Van harte schat!


Om negen uur werd er op het raam getikt.

De buren. En de buren van de buren. “Van harte!” riepen ze. “Van harte Paul, met je 41e.” Smak-smak, slobber. “Dank je, dank je,” knikte Paul. Hij nam een scheurkalender in ontvangst, een bon van de Eurofleur en een fles rosé.

“Ik breng de kinderen even naar bed,” riep Paul, terwijl hij om de visite heen zigzagde.

Ik liep naar de keuken om een paar schoteltjes te pakken. Op het aanrecht stonden de restjes babi pangang gezellig te kwebbelen met een half afgekloven mokkataart. Ik vroeg of de gasten wijn wilden. Of misschien liever koffie? En passant zwaaide ik Pauls ouders uit. “Doei Paul!” riepen ze naar boven. “Doei!” riep Paul terug.

Ik had ’s middags slingers opgehangen. Paul vindt daar niet zoveel aan, maar ik vind het leuk. Het staat zo gezellig. Zo lekker jarig. Ik hou van jarig. Ik had lekkere taart gehaald en wijn koud gezet. Paul had de hele dag gewerkt, hij was net na de eerste taartronde thuisgekomen. Hij had een biertje gedronken en was met een vermoeide blik in zijn ogen op de bank gaan zitten. Volgens mij was hij blij dat hij even de kinderen op bed ‘mocht’ leggen.

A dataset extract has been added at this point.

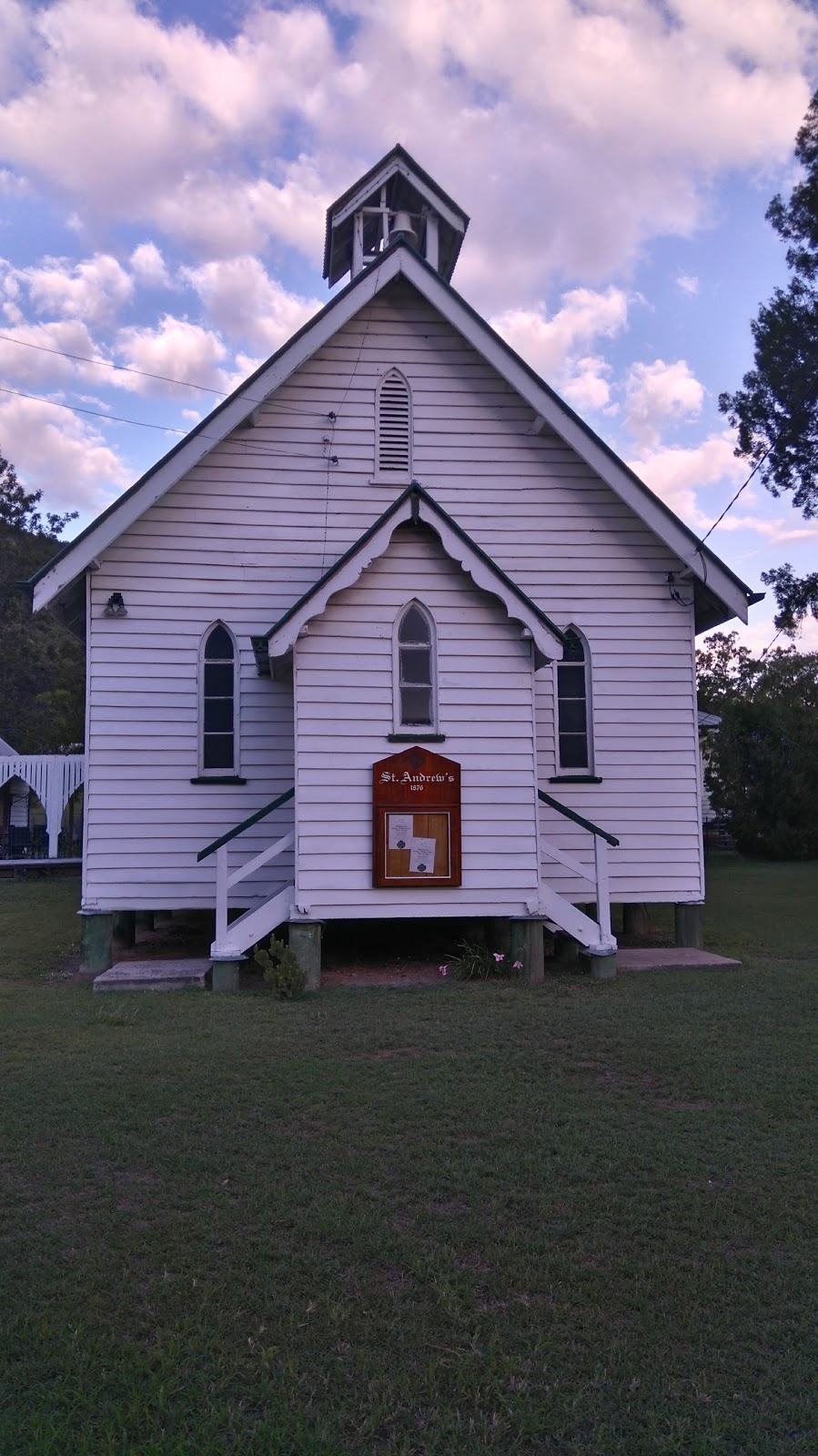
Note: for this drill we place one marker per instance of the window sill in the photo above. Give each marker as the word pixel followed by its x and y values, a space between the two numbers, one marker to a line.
pixel 575 778
pixel 415 737
pixel 218 778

Maar moe of niet, feest werd er gevierd. Het was een gezellige verjaardagsavond met deze en gene. Na de taart kwam de wijn en we hadden reuze plezier. Lachen, lol. Ik weet niet eens meer waarom. Verjaardagen in de buurt zijn altijd leuk, lekker makkelijk, geen bob nodig, babyfoons op een rijtje. Naar huis wanneer je wilt, geen gedoe.

Een geslaagde avond dus. Een fijne verjaardag.

Hoe Paul het vond?
Geen idee. Hij is niet meer naar beneden gekomen.

Gepimpte schouder

Mijn fysiotherapeut kent me onderhand aardig goed.

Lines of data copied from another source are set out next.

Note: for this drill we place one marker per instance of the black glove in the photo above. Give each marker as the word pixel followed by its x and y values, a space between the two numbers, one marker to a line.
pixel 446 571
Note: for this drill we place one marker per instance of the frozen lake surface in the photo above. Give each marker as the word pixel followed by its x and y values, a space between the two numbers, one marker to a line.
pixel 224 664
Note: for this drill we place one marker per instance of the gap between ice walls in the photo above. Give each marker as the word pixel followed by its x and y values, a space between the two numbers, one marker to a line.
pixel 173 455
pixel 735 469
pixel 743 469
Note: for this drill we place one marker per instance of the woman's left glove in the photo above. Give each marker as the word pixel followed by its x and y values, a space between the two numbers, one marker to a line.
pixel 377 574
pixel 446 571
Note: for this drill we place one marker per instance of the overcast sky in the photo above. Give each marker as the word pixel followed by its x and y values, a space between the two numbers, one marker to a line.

Terwijl ik op mijn buik op de pijnbank ga (“doe je bloesje maar uit” – het blijft raar als een relatief vreemde zoiets zegt – ) begint hij te mopperen. “Je tilt nog steeds teveel.” Het is geen vraag, meer een constatering. “Ja maar,” protesteer ik. Mijn fysio maakt de zin af: “Je moet je kinderen af en toe tillen. Doe dat dan maar met links.”

“Auw,” roep ik, als hij de pijnlijke schouder aanraakt. “En je zit ook teveel achter de computer.” Weer een constatering. Ik verontschuldig me en wil het uitleggen maar de fysio is me voor: “Maar je moet natuurlijk je werk doen,” zegt hij begripvol. “Evengoed gaat een peesontsteking niet vanzelf over.”

Ik probeer me te ontspannen. “Hoe gaat het ’s avonds met het ijspak erop?” Ik geef toe dat ik dat nog wel eens vergeet. “Maar ik probeer er aan te denken,” vergoelijk ik mijn gedrag. “Echt waar.” “Weet ik,” gaat mijn persoonlijke masseur verder. “Je bent druk. En je hebt kinderen. Dat snap ik echt. Daarom heb ik een hulpmiddeltje.” Ik mag gaan zitten.
Gerommel in de kast. “Kijk,” zegt de dokter. “Ik ga de pees intapen. Ten eerste werkt dat ondersteunend. En ten tweede word je er eerder aan herinnerd dat je schouder op dit moment erg kwetsbaar is.” Ik kijk naar mijn sokken.

“En om te bewijzen dat ik ’t beste met je voor heb,” gaat hij grinnikend verder, “heb ik een speciaal kleurtje tape voor jou.”

Zoals ik al zei, mijn fysiotherapeut kent me onderhand aardig goed.